Worse, Bank loans can undermine reform efforts. For example, the World Bank funds programs in Argentina-such as the "Social Protection VI Project-Jefes de Hogar (Heads of Household)"-that reportedly finance the monthly handouts for the piqueteros, a group of unemployed people who damage private property, start riots, and assault citizens who are trying to go to work.[23]
A better strategy would be for the World Bank to contract out directly to private-sector businesses, charities, universities, and other appropriate entities to fulfill measurable objectives. A hospital or a non-government organization could be paid per vaccine when a vaccination project or a predetermined segment of the project is completed. A charitable organization could be paid after feeding children at a local village for the expense incurred. A group of physicians could be compensated after working for a certain period to care for patients in a small town. In this way, the bank could exert greater control over the project's execution, monitor results more easily, and reduce the opportunities for corruption.
Conclusion
With all of its good intentions, the World Bank has failed to achieve its goal of ending poverty and, in some cases, has left recipient countries poorer than when lending started decades ago. Paul Wolfowitz, the new president of the World Bank, has an opportunity to change this disappointing record and turn the World Bank into a more transparent, more accountable, and more effective organization.
This effort should start with setting a more appropriate mission for the World Bank: encouraging poor nations to bolster the rule of law and to increase economic freedom.
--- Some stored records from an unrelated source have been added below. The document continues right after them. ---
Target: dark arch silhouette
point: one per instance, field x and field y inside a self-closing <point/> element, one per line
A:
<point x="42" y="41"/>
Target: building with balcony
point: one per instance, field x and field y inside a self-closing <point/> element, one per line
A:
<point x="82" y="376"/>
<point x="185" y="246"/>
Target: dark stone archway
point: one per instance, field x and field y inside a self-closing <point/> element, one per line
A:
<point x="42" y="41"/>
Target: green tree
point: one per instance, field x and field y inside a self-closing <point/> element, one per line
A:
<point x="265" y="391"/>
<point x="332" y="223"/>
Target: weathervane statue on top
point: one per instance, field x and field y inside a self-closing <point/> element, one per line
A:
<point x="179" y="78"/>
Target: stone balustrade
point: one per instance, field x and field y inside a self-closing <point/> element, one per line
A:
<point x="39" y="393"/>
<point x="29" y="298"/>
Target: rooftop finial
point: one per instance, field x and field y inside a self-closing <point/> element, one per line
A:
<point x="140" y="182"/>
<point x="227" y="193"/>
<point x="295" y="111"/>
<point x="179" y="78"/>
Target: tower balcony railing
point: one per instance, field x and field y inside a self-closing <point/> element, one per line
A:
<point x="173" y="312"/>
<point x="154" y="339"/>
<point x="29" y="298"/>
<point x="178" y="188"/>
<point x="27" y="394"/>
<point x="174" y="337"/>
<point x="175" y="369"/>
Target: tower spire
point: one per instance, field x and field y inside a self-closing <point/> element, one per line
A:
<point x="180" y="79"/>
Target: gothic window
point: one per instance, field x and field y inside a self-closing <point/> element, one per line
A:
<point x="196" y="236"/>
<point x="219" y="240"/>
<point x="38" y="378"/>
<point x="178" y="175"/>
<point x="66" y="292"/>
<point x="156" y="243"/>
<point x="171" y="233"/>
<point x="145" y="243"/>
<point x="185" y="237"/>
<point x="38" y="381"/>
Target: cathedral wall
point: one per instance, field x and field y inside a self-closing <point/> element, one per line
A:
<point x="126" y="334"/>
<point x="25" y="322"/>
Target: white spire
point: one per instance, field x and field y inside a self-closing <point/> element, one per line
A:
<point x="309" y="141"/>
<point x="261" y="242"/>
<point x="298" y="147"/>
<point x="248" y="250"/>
It is these policies that will remove obstacles for economic growth and pave the way to reducing poverty.
Key elements in the strategy include focusing assistance on low-income countries that have good policies but lack access to capital markets and providing that assistance through performance-based grants that have quantifiable benchmarks. These changes will help the poor to cope with the desperate life they live while giving countries incentives to implement sound policies, to reform, and to promote a strong rule of law, which is the only path to eliminating poverty.
Ana Isabel Eiras is Senior Policy Analyst for International Economics and Brett D. Schaefer is Jay Kingham Fellow in International Regulatory Affairs in the Center for International Trade and Economics at The Heritage Foundation. The authors would like to thank Mark Williams for his excellent research assistance.